Honey Saz... Sazerac Cocktail - Official Drink of New Orleans for Mardi Gras - 52 Backyard Drinks

Mardi Gras is upon us!

But you better hurry... Fat Tuesday, beginning of lent and the end of the party (for awhile anyways) is less than 2 weeks away.

Time to start a New Orleans themed dinner party with the official drink of New orleans (by law, in 2008 the Louisiana Legislature named the Sazerac the official Cocktail of New Orleans)!

 ABSINTHE, the secret ingredient!

I will leave tales of the Green Fairy (Absinthe) for fans of Baltimore to tell (just cause I predict Baltimore to win, I will be rooting for New Orleans). But the quick version...

The legendary drink potentially caused hallucinations (Ernest Hemingway once described, "walking on legs of tulips" after a night of drinking Absinthe). Baltimore's second most famous resident (Babe Ruth would be the most famous), Edgar Allen Poe drank himself to death on this drink. Unfortunately (or fortunately), the formula for making true Absinthe (from the 1800's) is no longer available in the United States. But, the Absinthe that is sold in the states does make a terrific ingredient in the Sazerac Cocktail. if you have been reading my blog for a few weeks, I make no secret of my love of ALL things Cajun and for the city of New Orleans! The Sazerac was first created in New Orleans in the 1830's. Some argue (they would be wrong, but they do argue) that the sazerac was the very first cocktail ever created (it was among the first). No trip to New Orleans, no Super Bowl (with the Saints playing) party, nor even Mardi Gras party would be complete without a sazerac cocktail.
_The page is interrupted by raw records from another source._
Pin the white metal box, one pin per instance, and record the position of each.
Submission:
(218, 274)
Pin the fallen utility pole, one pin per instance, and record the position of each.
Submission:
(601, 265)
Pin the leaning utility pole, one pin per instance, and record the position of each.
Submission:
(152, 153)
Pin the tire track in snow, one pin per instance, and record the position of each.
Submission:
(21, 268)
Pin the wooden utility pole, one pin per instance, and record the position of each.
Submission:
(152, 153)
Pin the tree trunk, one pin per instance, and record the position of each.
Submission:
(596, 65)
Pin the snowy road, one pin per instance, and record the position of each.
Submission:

"Hurricanes are for tourists.
Sazeracs are for natives."

Here's the current version of the historically correct recipe...

1/2 teaspoon absinthe, or Herbsaint (a New Orleans brand of anise liqueur)
1 teaspoon of simple syrup (or 1 sugar cube)
4 dashes Peychaud's bitters

1 small dash, a scant drop, of Angostura bitters

2 ounces rye whiskey.
Strip of lemon peel

Combine all ingredients in a shaker glass with ice.  Shake like heck and drain into a highball glass.  Straight up, no ice.
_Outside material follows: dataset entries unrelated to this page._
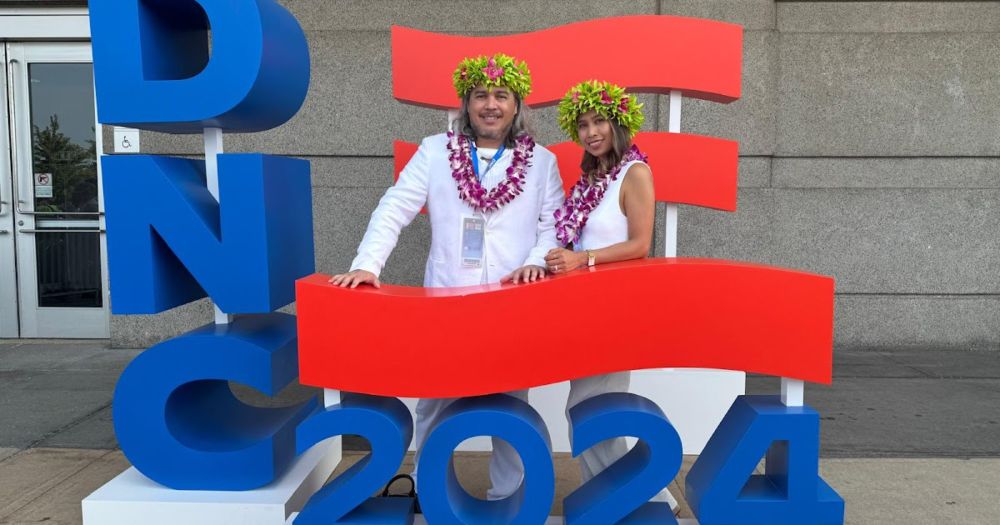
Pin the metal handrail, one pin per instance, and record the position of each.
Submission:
(65, 230)
(53, 213)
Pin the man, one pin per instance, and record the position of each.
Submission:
(491, 194)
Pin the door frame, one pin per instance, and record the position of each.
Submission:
(36, 321)
(9, 319)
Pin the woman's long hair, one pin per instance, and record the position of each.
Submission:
(595, 167)
(520, 125)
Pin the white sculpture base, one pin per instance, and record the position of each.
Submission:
(553, 520)
(133, 498)
(694, 399)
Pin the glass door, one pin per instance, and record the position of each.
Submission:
(56, 191)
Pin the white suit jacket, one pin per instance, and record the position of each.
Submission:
(519, 233)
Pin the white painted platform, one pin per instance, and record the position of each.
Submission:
(553, 520)
(132, 498)
(694, 399)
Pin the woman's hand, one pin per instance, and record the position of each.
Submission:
(353, 279)
(561, 260)
(524, 274)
I have been known to drink one or two of these in my day. In fact, during a recent trip to New Orleans, I did my best to single-handily rebuild New Orleans, one sazerac at a time. (click HERE to read of my 8 sazeracs during that trip). While I very much enjoy the classic recipe above, I have made just a couple of small changes to make an all new version which I find a bit smoother (especially if you are trying to get non whiskey drinkers to give this a shot).


So, here's my slightly altered version of the drink... For me, I prefer one of these..

The Honey Saz....

1/2 teaspoon absinthe, or Herbsaint (a New Orleans brand of anise liqueur)
1 teaspoon Honey
4 dashes Peychaud's bitters
1 small dash, a scant drop, of Angostura bitters

2 ounces rye whiskey. 
Strip of lemon peel

Combine all ingredients in a shaker glass with ice.  Shake like heck and drain with the ice into a highball glass. 

In place of the simple syrup, I add a teaspoon of honey. This needs to be mixed very well (Shaken like heck) so that it is all absorbed into the whiskey.

The drink is also meant to be served chilled and up (no ice). I enjoy the romance of clinking ice cubes, so I do serve it on the rocks. I am fortunate enough to have an ice maker that makes larger ice cubes. If you are using crushed ice (don't, but if you do), store your rocks size glasses in the freezer prior to serving, and shake and strain the liquor quickly in a cocktail shaker. the longer you shake, the more the ice will melt and water down the drink. Strain into the fresh from the freezer glass and the drink will stay cold for about 15 minutes. If you take more than fifteen minutes to drink this, do not serve over ice (no matter how big and cold the cubes). Better to have a warm sazerac than a watered down sazerac.

Fat Tuesday is coming, followed by Ash Wednesday... Better enjoy a Honey Saz now!